The Plavnikovye Islands (Russian: острова Плавниковые; Ostrova Plavnikovyye) is a group of islands, in the Kara Sea eastern region, off the coast of Siberia.
These islands are covered with tundra vegetation and there are many lakes and swamps. They are under snow and ice during most of the year.

The largest islands of the Plavnikovye Archipelago are Pestsovy Island and Krugly Island. Most of these islands are located and less than 10 km west of the deeply indented shores of the Taymyr Peninsula. But others, like Vardroppera Island, are far offshore.
The eastern group of islands, including Kosterina and Pestsovy, are also known as Vkhodnye Islands.

The Plavnikovye Islands, lie south of the small Kolosovykh peninsula. Geologically they are part of the Minina Skerries, a complex formation that includes the Kolosovykh Islands further north.
This island group is located between 73° 15' and 74° 40' N and between 84° and 86° 30' E.

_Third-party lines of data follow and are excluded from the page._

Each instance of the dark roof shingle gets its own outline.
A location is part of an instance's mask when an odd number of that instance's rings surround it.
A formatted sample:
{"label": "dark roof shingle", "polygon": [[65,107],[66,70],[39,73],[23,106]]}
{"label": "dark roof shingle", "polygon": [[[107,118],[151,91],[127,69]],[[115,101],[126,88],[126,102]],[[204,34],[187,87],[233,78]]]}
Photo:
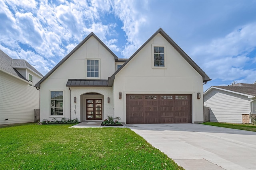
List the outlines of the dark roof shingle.
{"label": "dark roof shingle", "polygon": [[213,86],[213,87],[249,95],[256,96],[256,84],[238,83],[233,85],[233,86]]}

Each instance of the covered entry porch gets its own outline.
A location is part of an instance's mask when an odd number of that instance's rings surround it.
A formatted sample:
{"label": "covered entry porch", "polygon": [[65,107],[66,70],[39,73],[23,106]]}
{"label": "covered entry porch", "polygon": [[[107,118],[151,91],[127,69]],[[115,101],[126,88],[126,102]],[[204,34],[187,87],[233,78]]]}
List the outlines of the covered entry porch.
{"label": "covered entry porch", "polygon": [[80,121],[102,121],[114,116],[112,87],[108,80],[69,79],[67,83],[70,96],[70,118]]}

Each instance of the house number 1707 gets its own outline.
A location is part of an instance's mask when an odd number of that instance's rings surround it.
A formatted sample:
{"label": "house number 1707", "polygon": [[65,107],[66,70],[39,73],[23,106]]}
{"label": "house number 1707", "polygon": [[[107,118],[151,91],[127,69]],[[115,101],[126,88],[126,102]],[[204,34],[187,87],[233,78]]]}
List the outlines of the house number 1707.
{"label": "house number 1707", "polygon": [[75,115],[76,113],[76,106],[75,105],[75,110],[74,110],[75,112]]}

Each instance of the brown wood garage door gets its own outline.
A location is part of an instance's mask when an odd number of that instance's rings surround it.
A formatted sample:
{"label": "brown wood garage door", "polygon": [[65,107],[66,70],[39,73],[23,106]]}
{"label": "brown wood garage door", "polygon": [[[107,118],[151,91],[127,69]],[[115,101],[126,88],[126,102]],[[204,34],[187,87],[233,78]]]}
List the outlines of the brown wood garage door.
{"label": "brown wood garage door", "polygon": [[127,123],[191,123],[191,94],[126,94]]}

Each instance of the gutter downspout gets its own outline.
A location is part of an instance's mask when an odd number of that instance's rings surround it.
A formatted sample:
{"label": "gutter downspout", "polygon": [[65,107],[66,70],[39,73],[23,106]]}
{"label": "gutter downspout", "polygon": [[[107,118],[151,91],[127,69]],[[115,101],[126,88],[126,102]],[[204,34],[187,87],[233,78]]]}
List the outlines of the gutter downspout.
{"label": "gutter downspout", "polygon": [[256,99],[254,99],[254,100],[252,100],[249,102],[250,104],[250,113],[249,113],[249,115],[250,116],[250,123],[252,123],[251,121],[251,115],[253,113],[253,103],[252,102],[256,100]]}
{"label": "gutter downspout", "polygon": [[40,116],[41,116],[41,113],[40,113],[40,111],[41,110],[41,90],[37,87],[36,87],[36,90],[39,90],[39,122],[40,122]]}
{"label": "gutter downspout", "polygon": [[68,86],[68,89],[69,89],[69,118],[71,120],[71,90],[70,87]]}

The sea surrounding the Plavnikovye Islands is covered with fast ice in the winter and the climate is severe, with bitter and long winters. The surrounding sea is obstructed by pack ice even in the summer.

This island group belongs to the Krasnoyarsk Krai administrative division of the Russian Federation. It is also part of the Great Arctic State Nature Reserve, the largest nature reserve of Russia.

The Plavnikovye Islands should not be confused with Plavnikovy Island (Ostrov Plavnikovy), off the western shores of Severnaya Zemlya, also in the Kara Sea.